Automatic Speech Recognition has made big leaps forward thanks to advances in Deep Learning in recent times. On specific tasks it's reaching human parity. The algorithms making this possible are published by researches and big tech companies' Deep Learning frameworks are open source.
Our mission is to make it as easy as possible to take advantage of these developments tailored to your business needs.
There are numerous benefits of having a custom Automatic Speech Recognition System that is tailored to your needs.
For one, no (audio) data ever has to leave your company or device - data which potentially can bear sensitive personal or corporate information.
Furthermore, an Automatic Speech Recognition System trained for your use case will probably perform better than a general system. Sometimes it's enough to train a domain specific language model, which can be trained in an unsupervised manner based on existing texts. Sometimes it's necessary to train an acoustic model. To this end a speech corpus consisting of audio data together with its manually created transcriptions is necessary.
You have complete control over what data goes into the training of your model, and how it should behave.
But not only the acoustic and language models can be tailored to your needs - the underlying model can also be adapted to existing constraints regarding computing power. Clearly, a full fledged server has more computing resources than a mobile computer, e.g. a Raspberry Pi.
Most cloud based Speech To Text systems charge per time unit of transcribed audio. The training of a custom Speech To Text system on the other hand requires an investment upfront. But in the long run a domain specific system can turn out to be cheaper.
The use cases for Speech To Text technology can be broadly devided into command and control and into large vocabulary transcription tasks.
Choose among different speech and text corpora to create models tailored to your use case, e.g. for phone calls, distant microphone recordings, or television news.
We have created and are expanding a German pronunciation lexicon containing more than 370k words and their phonetic representations. Furthermore an English Lexicon based on CMU Dict is also available.
Directly use pre-trained Kaldi or CMU Sphinx models for your own ASR projects - available here for English and German.
Use our scripts and pronunciation lexica to train grapheme to phoneme models or download and use a pre-trained model.
The scripts form a processing pipeline that supports several speech corpora out of the box: VoxForge (English and German), German Speechdata Package V2, LibriSpeech, Forschergeist (German), and Zamia (German).

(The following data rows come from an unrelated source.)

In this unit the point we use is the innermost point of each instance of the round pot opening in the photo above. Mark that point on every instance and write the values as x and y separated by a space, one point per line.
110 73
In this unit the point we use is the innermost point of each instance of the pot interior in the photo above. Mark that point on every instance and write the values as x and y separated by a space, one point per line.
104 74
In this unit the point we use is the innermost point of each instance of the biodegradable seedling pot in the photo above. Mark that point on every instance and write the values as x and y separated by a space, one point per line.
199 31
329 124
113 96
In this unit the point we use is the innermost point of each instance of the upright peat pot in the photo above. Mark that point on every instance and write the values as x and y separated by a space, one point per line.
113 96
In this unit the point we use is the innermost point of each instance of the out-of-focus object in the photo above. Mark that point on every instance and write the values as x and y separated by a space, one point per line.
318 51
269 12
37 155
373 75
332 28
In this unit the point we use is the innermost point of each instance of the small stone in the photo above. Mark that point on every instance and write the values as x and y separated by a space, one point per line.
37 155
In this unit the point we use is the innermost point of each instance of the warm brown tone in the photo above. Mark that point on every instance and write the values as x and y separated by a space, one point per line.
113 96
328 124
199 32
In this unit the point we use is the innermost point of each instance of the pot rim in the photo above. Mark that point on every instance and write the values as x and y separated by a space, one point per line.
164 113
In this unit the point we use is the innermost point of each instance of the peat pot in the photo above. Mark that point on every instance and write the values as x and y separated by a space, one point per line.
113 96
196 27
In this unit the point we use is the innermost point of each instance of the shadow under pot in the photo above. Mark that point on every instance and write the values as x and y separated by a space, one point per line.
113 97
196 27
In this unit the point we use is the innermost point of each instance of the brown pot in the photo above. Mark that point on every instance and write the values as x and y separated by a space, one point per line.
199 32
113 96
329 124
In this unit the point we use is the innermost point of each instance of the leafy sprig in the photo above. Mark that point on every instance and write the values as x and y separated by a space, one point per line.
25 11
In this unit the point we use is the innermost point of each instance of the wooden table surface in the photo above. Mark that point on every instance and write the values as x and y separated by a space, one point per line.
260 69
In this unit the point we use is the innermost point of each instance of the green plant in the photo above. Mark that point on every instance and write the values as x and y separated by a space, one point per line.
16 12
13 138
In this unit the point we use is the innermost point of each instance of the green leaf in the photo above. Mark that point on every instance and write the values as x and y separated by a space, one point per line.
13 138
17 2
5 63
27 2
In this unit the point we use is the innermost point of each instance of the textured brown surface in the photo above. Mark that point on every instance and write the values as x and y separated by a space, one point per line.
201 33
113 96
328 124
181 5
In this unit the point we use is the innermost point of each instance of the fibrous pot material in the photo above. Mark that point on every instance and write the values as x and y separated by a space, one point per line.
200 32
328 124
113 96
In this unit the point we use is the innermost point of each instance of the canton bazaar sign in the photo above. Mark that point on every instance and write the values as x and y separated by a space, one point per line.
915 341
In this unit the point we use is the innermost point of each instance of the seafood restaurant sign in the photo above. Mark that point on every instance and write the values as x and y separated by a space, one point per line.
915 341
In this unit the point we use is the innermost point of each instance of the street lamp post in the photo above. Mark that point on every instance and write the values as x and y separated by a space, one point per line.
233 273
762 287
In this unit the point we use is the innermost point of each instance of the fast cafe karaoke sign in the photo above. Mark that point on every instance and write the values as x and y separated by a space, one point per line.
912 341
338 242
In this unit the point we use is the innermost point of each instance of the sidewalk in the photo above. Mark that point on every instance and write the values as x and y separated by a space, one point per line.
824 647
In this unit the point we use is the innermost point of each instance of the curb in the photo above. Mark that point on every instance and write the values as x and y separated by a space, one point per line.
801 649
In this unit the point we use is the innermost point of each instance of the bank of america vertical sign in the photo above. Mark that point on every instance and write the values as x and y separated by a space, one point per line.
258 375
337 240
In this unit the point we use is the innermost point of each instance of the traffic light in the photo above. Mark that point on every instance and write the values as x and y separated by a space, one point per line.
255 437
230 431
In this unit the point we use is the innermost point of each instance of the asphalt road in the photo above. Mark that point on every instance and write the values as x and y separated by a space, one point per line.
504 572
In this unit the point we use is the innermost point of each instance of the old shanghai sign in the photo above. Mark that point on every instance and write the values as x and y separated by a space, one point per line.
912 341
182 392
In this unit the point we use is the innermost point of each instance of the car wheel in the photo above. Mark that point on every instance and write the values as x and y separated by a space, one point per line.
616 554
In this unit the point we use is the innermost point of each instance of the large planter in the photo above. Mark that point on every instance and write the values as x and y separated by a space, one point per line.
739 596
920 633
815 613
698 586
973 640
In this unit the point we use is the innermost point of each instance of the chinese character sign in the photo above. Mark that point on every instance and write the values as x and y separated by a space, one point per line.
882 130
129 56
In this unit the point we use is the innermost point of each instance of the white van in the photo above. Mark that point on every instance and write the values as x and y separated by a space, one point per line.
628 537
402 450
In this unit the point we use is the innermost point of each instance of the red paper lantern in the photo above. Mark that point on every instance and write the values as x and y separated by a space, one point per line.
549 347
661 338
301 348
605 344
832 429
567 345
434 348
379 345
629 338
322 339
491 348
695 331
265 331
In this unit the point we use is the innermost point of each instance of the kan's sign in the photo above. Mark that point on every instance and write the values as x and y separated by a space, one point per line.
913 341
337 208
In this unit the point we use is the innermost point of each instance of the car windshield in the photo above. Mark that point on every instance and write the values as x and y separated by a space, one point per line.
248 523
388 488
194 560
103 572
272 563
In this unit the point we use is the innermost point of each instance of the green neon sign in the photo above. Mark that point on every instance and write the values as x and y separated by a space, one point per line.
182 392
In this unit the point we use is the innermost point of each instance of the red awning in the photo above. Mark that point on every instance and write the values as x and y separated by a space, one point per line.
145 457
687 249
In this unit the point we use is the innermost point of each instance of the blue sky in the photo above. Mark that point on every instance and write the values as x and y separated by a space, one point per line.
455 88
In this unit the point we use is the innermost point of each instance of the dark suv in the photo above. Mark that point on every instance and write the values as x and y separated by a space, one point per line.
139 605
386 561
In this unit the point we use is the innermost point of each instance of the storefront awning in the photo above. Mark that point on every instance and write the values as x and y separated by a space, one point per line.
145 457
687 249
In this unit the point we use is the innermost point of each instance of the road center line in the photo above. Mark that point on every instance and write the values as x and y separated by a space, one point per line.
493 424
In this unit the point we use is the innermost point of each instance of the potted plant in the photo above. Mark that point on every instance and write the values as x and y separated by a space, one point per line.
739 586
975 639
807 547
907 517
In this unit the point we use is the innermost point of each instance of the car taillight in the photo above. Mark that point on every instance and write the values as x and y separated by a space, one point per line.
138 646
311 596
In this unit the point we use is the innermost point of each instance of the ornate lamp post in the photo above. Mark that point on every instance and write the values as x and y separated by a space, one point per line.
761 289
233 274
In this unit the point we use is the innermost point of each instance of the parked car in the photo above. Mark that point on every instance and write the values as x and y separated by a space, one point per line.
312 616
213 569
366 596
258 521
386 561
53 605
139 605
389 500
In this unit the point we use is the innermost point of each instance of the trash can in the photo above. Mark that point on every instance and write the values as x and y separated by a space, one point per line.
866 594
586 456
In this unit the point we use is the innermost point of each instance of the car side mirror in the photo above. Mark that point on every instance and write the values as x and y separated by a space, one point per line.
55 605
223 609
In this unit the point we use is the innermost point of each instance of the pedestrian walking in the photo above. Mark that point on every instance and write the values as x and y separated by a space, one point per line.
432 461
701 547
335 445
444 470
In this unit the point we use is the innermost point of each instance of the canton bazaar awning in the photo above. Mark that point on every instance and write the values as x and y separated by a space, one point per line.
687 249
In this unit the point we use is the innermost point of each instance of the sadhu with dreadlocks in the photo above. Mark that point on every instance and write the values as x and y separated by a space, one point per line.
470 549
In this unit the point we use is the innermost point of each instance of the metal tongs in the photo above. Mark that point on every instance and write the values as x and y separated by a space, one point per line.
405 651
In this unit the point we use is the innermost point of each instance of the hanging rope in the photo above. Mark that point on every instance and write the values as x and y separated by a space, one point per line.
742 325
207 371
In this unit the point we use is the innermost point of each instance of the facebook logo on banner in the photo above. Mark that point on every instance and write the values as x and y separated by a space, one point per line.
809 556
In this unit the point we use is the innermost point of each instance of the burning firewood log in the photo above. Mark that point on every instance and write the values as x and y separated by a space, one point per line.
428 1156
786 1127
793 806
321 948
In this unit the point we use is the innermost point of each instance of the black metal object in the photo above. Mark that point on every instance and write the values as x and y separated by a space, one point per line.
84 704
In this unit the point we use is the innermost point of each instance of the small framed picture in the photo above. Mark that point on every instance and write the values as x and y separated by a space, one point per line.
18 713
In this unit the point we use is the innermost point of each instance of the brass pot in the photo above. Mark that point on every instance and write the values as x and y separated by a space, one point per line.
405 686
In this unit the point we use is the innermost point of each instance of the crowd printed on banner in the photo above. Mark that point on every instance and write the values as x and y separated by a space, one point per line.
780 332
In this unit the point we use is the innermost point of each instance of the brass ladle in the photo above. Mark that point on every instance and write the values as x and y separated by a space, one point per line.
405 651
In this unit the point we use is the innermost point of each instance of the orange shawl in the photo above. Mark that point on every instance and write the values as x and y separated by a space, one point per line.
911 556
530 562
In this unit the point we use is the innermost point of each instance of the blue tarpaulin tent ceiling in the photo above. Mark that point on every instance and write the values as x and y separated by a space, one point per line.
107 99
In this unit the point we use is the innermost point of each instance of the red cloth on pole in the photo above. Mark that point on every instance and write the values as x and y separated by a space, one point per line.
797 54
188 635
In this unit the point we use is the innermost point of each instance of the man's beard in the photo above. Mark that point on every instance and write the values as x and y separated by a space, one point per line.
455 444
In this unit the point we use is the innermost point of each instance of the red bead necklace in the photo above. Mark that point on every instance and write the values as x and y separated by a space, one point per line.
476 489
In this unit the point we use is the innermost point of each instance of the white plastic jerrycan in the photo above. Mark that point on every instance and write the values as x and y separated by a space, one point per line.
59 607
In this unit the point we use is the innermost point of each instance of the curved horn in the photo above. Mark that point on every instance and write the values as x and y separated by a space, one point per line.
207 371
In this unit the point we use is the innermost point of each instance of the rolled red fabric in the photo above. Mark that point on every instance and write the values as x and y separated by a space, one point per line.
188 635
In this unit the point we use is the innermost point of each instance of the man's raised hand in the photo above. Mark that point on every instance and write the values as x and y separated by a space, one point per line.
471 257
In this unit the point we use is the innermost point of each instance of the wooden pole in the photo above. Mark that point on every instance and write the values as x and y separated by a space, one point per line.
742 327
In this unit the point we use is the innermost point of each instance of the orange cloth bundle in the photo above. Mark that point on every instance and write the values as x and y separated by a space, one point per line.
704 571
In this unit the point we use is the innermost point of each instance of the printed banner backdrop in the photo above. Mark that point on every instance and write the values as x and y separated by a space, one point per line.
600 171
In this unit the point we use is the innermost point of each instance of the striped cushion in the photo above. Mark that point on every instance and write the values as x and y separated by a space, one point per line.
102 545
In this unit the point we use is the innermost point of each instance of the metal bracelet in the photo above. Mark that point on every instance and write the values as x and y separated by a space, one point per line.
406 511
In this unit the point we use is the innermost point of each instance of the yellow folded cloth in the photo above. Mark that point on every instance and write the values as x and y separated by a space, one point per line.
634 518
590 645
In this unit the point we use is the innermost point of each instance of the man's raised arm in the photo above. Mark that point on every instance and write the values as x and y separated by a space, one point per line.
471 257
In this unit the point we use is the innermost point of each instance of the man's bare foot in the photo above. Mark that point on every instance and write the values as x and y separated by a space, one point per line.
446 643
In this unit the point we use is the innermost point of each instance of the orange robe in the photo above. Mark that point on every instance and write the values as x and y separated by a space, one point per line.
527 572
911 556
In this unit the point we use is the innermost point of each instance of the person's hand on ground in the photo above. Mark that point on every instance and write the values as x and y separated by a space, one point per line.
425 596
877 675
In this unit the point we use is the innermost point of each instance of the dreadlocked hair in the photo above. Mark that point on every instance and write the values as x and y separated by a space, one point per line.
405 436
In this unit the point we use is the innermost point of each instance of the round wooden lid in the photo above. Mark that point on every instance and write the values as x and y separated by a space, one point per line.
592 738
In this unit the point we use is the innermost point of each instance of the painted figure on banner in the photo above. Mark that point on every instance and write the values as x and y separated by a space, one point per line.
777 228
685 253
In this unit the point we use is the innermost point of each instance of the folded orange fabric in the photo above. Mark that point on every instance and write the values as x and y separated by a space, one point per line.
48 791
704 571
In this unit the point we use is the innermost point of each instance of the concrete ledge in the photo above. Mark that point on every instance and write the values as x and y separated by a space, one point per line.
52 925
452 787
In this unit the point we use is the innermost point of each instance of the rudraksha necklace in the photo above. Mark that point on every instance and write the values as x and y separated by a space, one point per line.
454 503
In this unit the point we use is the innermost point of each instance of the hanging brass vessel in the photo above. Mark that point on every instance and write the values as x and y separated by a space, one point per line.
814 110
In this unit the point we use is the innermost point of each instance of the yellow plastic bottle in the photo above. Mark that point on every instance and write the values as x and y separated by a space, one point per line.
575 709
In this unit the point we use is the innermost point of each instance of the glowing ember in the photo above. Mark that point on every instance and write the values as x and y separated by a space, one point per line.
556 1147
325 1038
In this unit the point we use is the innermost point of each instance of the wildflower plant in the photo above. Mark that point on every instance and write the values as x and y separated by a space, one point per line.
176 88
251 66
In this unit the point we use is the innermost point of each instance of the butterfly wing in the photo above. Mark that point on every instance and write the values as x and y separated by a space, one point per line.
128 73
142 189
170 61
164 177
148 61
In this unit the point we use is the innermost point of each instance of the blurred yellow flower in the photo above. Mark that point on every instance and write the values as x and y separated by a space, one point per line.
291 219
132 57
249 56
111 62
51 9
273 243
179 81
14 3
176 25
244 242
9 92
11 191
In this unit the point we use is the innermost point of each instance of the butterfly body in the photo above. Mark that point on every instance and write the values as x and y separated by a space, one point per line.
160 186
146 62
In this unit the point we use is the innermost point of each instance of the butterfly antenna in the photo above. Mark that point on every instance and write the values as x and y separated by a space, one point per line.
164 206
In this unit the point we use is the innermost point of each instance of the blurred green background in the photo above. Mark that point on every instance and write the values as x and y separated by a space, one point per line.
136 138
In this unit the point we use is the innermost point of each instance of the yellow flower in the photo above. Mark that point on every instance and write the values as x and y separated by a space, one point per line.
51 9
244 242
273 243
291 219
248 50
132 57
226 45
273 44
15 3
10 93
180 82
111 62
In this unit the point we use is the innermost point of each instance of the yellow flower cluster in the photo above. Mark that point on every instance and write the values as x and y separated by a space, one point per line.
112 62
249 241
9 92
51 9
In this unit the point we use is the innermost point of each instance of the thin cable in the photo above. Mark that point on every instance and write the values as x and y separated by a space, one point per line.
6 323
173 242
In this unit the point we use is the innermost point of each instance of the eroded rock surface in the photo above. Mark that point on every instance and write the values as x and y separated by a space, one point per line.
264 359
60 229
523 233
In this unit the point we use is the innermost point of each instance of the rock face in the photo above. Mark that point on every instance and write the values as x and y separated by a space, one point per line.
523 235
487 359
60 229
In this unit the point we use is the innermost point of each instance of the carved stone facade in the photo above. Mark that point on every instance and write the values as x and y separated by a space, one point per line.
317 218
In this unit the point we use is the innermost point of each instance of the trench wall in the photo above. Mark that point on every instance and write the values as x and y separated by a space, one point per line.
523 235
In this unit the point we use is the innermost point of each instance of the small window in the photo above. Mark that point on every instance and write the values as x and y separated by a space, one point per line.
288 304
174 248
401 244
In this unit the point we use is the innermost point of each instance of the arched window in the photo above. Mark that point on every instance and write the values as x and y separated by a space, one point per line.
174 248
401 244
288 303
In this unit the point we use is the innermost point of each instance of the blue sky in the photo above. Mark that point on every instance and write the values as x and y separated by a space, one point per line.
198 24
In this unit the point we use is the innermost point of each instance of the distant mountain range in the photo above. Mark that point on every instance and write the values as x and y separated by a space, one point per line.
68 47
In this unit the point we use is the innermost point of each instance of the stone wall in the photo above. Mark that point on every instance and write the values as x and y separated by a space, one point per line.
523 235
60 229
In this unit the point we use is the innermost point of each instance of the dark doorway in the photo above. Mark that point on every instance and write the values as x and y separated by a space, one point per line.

Prepare LibriVox data for training acoustic models. Help grow open speech corpora by efficiently correcting existing transcripts of spontaneous speech for example from podcasts.
This project encompasses two original German speech corpora: Forschergeist and Zamia. The former contains spontaneous speech, the latter audio recordings for interactions between humans and smart speakers.
Use our pre-trained models for CMU Sphinx and Kaldi to do speech recognition on resource constraint systems, e.g. Raspberry Pi.
Create noisy versions of training data or re-encode audio data to simulate different environments, e.g. noisy background or different telephone codecs.